Inspect CoCo#
AI agents are non-deterministic. Test whether yours works reliably.
inspect-coco runs your agent against structured instructions inside isolated Docker containers, verifies output with deterministic tests, and repeats the process to surface flaky behavior.
The core question it answers: does this skill do the right thing every time?
How it works#
flowchart TD
A[instruction.md] --> B[IDD quality check]
B --> C[Docker sandbox]
C --> D[cortex exec]
D --> E[test.sh]
E --> F{pass/fail}
F -->|repeat k times| C
F --> G["pass@k score"]
- Your instruction describes what the agent should accomplish, structured with Goal, Requirements, Constraints, and Output sections.
- The IDD scorer checks instruction quality before running anything expensive.
- A Docker sandbox provides a clean, isolated environment for each run.
- The CoCo agent executes the instruction via
cortex exec. - A verification script checks whether the agent produced the correct result.
- Epochs repeat the process multiple times to measure consistency.
Why Inspect AI?#
Agent evaluation requires sandboxed code execution, not text scoring. See Why Inspect AI? for the full rationale and comparison with Promptfoo, DeepEval, Braintrust, LangSmith, and Eleuther.
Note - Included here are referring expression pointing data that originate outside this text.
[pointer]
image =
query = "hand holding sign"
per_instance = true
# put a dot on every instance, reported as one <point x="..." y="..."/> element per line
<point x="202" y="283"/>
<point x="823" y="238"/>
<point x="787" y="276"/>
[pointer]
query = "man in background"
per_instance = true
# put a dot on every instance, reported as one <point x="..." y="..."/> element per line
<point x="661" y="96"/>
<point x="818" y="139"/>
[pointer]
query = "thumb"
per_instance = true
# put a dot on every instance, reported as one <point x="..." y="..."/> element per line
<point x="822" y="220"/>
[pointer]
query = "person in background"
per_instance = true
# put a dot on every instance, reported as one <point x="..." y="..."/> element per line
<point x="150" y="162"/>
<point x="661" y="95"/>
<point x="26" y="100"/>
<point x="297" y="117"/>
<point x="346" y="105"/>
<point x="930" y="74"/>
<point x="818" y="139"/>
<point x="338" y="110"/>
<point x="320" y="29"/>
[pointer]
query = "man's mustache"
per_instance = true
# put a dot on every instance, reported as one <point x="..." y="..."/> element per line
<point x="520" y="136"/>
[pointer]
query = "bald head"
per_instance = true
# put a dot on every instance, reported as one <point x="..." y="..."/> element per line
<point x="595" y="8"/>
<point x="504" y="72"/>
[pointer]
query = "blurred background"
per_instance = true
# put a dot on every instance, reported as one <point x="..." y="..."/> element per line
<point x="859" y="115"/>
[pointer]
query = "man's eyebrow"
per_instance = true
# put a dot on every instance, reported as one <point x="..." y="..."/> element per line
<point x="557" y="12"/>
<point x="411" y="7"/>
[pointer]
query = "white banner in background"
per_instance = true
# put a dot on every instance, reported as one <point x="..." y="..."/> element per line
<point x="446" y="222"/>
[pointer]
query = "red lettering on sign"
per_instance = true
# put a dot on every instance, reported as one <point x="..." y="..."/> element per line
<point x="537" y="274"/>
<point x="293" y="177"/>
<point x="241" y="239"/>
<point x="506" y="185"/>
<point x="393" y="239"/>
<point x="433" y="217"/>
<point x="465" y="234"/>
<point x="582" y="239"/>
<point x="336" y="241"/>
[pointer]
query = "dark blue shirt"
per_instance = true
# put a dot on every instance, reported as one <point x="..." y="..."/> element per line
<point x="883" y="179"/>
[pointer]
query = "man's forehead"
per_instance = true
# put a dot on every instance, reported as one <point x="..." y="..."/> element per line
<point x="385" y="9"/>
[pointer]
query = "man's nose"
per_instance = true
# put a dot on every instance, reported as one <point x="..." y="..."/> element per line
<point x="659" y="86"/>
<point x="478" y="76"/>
Why structured instructions matter#
Vague instructions produce inconsistent results. When you tell an agent to "set up the project properly," each run takes a different path. Structured instructions (IDD format) narrow the solution space so the agent converges on the same correct behavior across runs.
This is the hypothesis inspect-coco validates: high instruction quality predicts high pass@k consistency.
Quick start#
This installs dependencies, runs the hello-world eval (3 epochs), and
opens the results viewer.
First time setup
See Getting Started for prerequisites (Docker, Task, Cortex Code CLI, Snowflake connection) and a full walkthrough.
What you get#
- Pass@k consistency scores across repeated runs
- IDD quality feedback on your instructions before running expensive evals
- Full transcripts of every agent conversation (tool calls, responses, timing)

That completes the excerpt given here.